I recently read this article about implementing FPS counters which looks at a few different methods, covering the benefits and drawbacks; while interesting, it focuses exclusively on the use of simple moving averages (SMA). I’m not a game developer, but I’ve done enough graphical programming that I’ve encountered this problem a number of times and instead tend to opt for exponential moving average (EMA), which I haven’t seen discussed much online for this use case.

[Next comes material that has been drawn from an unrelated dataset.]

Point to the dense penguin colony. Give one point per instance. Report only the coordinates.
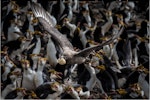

I’m not going to explain EMA (because I’d just be rephrasing the first paragraph of Wikipedia) or analyze the tradeoffs from a signal processing perspective. I don’t have much experience in that field, and I’m more interested in its applications to software engineering. The plain and simple reason for preferring EMA is that it has constant time and space complexity regardless of window size, while also being easier to implement, in my opinion. These properties make it an interesting technique for low-overhead moving average calculations on just about any real-time metric.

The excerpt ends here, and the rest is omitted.